4.6. Statistical Analysis

Data statistical evaluation was performed using analysis of variance (ANOVA) followed by the Bonferroni’s test for multiple comparisons (Prisma GraphPad software, version 5.01). Differences with a p-value ≤ 0.05 were considered statistically significant. Results were expressed as mean ± standard error of the mean.

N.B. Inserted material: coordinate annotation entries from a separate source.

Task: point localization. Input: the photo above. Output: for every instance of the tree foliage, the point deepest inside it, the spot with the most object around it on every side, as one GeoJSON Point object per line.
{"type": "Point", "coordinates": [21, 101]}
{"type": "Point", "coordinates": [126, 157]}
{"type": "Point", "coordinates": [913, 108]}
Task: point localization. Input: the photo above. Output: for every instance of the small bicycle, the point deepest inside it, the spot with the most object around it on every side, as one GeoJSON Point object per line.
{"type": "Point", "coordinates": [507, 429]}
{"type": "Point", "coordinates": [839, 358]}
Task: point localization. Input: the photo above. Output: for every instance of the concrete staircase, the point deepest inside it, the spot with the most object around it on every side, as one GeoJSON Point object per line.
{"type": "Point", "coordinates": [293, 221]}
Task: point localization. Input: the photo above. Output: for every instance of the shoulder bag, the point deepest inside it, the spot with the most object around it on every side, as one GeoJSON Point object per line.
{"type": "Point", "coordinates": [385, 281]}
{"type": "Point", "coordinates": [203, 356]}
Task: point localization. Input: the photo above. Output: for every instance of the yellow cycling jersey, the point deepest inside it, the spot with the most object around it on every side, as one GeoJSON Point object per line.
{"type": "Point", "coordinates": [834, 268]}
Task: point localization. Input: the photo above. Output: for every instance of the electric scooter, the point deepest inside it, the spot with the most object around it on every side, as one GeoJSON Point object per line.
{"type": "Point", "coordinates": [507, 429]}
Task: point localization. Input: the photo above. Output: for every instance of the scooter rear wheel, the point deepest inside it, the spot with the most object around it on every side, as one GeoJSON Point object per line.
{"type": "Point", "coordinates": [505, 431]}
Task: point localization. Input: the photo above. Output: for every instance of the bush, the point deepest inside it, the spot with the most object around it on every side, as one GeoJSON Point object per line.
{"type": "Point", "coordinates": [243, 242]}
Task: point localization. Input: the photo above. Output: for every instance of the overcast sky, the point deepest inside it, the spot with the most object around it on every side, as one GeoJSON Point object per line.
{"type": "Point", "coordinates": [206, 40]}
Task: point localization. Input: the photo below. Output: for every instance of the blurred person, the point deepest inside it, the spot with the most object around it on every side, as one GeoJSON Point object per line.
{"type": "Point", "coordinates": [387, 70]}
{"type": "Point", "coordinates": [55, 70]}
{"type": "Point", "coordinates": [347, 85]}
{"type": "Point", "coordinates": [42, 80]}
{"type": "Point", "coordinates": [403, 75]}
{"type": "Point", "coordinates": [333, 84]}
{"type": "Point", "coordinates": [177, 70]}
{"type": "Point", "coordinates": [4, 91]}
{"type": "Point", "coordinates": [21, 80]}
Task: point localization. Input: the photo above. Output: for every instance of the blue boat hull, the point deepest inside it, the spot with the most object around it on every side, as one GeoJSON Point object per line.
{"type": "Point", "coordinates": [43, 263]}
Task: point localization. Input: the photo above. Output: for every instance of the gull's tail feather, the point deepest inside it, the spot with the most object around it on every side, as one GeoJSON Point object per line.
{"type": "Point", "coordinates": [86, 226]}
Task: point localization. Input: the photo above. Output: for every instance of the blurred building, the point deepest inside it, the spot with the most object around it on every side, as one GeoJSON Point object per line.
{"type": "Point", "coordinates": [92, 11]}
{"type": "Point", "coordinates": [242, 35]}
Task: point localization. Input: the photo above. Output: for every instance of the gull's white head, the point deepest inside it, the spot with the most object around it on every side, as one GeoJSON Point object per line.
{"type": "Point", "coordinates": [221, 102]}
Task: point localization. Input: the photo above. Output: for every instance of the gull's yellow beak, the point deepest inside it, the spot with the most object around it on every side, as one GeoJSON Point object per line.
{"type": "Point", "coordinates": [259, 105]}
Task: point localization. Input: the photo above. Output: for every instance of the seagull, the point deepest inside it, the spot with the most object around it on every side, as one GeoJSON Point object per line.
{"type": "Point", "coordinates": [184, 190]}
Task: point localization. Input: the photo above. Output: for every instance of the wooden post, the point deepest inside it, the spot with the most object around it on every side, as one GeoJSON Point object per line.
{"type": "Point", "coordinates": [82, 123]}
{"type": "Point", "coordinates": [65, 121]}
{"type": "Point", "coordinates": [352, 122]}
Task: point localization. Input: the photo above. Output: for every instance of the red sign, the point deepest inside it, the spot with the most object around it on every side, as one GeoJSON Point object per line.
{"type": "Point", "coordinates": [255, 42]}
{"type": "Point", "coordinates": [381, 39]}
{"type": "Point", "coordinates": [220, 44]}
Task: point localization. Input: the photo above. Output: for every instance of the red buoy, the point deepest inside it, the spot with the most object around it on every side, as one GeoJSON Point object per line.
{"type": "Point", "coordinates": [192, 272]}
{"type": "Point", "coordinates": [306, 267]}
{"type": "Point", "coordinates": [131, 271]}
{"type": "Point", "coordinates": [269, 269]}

4.7. Morphological Alterations and Nanoparticle Cellular Uptake

Cells’ morphological alterations and MNPs’ cellular uptake were evaluated via optical microscopy. After treatment, cells were stained with Prussian blue and neutral red, as previously described in Fagundes et al. [11]. Briefly, the cells were washed with phosphate-buffered saline (PBS, pH 7.4) and fixed with absolute methanol. After removing the methanol, a 1:1 mixture of 2% potassium (II) ferrocyanide trihydrate and 4% hydrochloric acid (in PBS) was added, and the cells were incubated, protected from light. After 30 min, cells were washed with PBS, stained with 0.1% neutral red solution, and washed again. Images were captured using a Nikon Eclipse TS100 microscope (Shinagawa, Tokyo, Japan) coupled to a Nikon D3000 camera (Sathorn, Bangkok, Thailand).

5. Conclusions

Given the current challenges in radiotherapy for cancer treatment, including the need to reduce adverse effects and improve therapeutic efficacy, efforts have focused on utilizing magnetic nanoparticles as hyperthermic and radiosensitizing agents. In this work, superparamagnetic nickel ferrite nanoparticles prepared via the hydrothermal method and functionalized with PEG were biocompatible with MRC-5 normal fibroblast cells up to a concentration of 100 μg·mL⁻¹. The combination of PEG-NiF MNPs and gamma radiation (⁶⁰Co) at a dose of 1 Gy in MCF-7 breast cancer cells resulted in an up-to-fivefold increase in therapeutic efficacy compared to radiation monotherapy. The use of magnetic induction heating as an adjuvant enhanced the effect of radiation monotherapy up-to-sevenfold. These results indicate that PEG-NiF MNPs are suitable candidates for the development of thermal radiosensitization agents for breast cancer cells.